China leggermente la testa di lato come a scrutarmi meglio, ora è lei che possiede i raggi x al posto degli occhi: mi sta valutando e sento dentro di me aumentare la forza del fuoco che sta rischiando di bruciarmi.
Desirèe prosegue ma è quasi come se parlasse a sé stessa.
«Nessuno aveva mai dato così tanta importanza al mio nome».
Non posso fare a meno di sorridere a mia volta prima di risponderle.
«Forse nessuno si era soffermato a riflettere sul significato, recondito, del tuo nome». “O forse nessuno aveva mai sentito dentro di sé questo desiderio di portarti via, lontano da qui, che mi sta mandando in fumo anche i neuroni” penso mentre le sorrido.
Lei sembra stupita dalla mia risposta e muove il capo come ad assentire, poi sposta lo sguardo dal mio viso al bicchiere che tiene in mano, lo scruta, fa roteare il liquido rosso che sprigiona un profumo di more e bacche e ne aspira l’aroma.
Alza nuovamente lo sguardo su di me, io non ho perso neppure un suo gesto e mi sembra di aver perfino smesso di respirare per qualche istante.
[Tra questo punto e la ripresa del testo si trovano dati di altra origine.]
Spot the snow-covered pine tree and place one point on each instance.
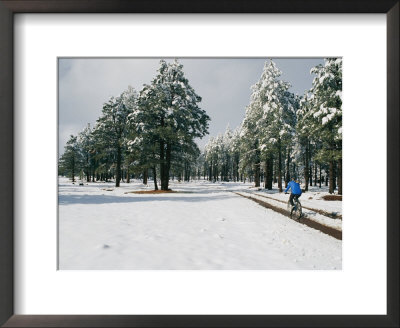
(327, 112)
(169, 114)
(85, 141)
(112, 126)
(70, 162)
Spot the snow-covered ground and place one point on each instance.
(202, 226)
(314, 206)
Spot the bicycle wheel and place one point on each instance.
(299, 211)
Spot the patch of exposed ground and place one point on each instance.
(332, 197)
(304, 220)
(332, 215)
(151, 192)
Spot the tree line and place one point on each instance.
(151, 134)
(284, 135)
(141, 134)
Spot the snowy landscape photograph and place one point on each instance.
(199, 163)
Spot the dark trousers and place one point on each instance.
(293, 196)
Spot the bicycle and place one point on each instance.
(296, 211)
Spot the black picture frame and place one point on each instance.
(10, 7)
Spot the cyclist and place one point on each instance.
(296, 190)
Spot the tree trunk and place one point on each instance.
(331, 177)
(287, 179)
(306, 169)
(320, 176)
(279, 166)
(315, 173)
(118, 175)
(340, 176)
(73, 169)
(166, 167)
(155, 178)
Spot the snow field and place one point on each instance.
(206, 226)
(312, 215)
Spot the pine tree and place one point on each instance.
(168, 114)
(113, 125)
(70, 162)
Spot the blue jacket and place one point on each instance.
(296, 190)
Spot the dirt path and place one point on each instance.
(305, 220)
(329, 214)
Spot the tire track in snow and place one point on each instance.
(331, 215)
(304, 220)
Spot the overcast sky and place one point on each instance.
(224, 85)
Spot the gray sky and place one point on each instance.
(224, 85)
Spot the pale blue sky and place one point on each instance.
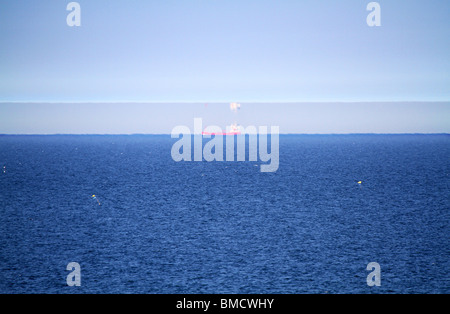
(222, 51)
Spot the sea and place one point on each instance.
(336, 204)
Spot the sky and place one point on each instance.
(220, 51)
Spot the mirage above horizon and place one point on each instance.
(213, 149)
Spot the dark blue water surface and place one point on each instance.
(225, 227)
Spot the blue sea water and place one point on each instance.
(225, 227)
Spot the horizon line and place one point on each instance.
(224, 101)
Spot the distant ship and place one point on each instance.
(234, 130)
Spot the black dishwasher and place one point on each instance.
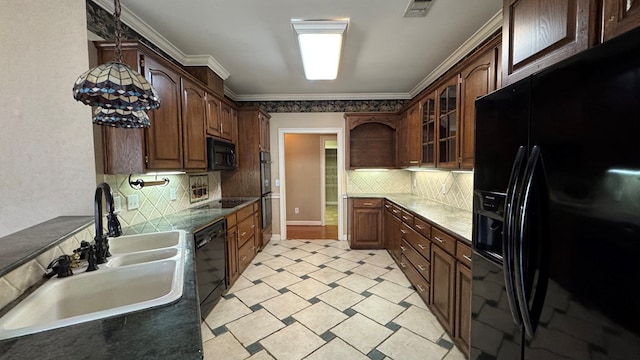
(210, 265)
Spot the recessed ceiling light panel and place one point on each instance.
(320, 43)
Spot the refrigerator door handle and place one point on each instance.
(508, 238)
(530, 316)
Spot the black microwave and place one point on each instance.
(221, 155)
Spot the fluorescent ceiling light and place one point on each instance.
(320, 43)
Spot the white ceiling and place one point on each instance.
(250, 43)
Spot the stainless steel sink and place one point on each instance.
(145, 271)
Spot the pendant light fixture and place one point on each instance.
(122, 96)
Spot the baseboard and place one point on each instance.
(316, 223)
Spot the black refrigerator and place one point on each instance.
(556, 223)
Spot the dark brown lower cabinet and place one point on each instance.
(443, 275)
(365, 224)
(463, 308)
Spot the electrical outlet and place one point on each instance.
(132, 202)
(117, 204)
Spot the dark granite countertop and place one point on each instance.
(455, 221)
(170, 331)
(22, 246)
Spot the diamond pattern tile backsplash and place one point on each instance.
(458, 187)
(367, 182)
(155, 201)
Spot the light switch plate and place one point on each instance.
(132, 202)
(117, 204)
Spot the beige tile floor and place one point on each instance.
(319, 300)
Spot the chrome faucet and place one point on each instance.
(113, 225)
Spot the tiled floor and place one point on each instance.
(319, 300)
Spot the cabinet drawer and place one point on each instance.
(246, 229)
(367, 203)
(422, 227)
(419, 243)
(406, 217)
(422, 266)
(245, 254)
(244, 213)
(231, 220)
(463, 253)
(421, 285)
(444, 241)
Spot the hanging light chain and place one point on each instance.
(118, 29)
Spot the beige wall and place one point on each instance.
(46, 144)
(304, 178)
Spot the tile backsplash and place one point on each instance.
(458, 187)
(155, 201)
(372, 182)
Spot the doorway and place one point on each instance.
(289, 202)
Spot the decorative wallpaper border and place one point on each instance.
(329, 106)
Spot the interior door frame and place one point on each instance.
(339, 132)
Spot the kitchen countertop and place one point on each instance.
(170, 331)
(455, 221)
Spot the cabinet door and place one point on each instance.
(232, 255)
(213, 115)
(429, 130)
(478, 78)
(226, 127)
(619, 17)
(413, 136)
(164, 136)
(443, 271)
(392, 234)
(539, 33)
(193, 126)
(447, 118)
(462, 333)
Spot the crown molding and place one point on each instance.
(488, 29)
(149, 33)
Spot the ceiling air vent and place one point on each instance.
(418, 8)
«Assaggiamo questo capolavoro» mi dice facendo tintinnare il suo bicchiere contro il mio prima di portarselo alle labbra.
“Quanto vorrei essere al posto di quel pezzo di vetro”.
La delicatezza con cui appoggia le labbra al bordo del bicchiere socchiudendo gli occhi per meglio concentrarsi sul liquido che, pian piano, le scivola in bocca, il sospiro che emette appena le sue papille gustative vengono raggiunte dal nettare degli dei, come lo chiamavano i romani, è per me quasi come un orgasmo. Sono certo che lei non lo stia facendo per essere provocante, ma io non posso fare a meno di pensare che ogni suo gesto, ogni suo respiro, ogni sua smorfia, siano talmente provocanti da mandarmi in pappa il cervello.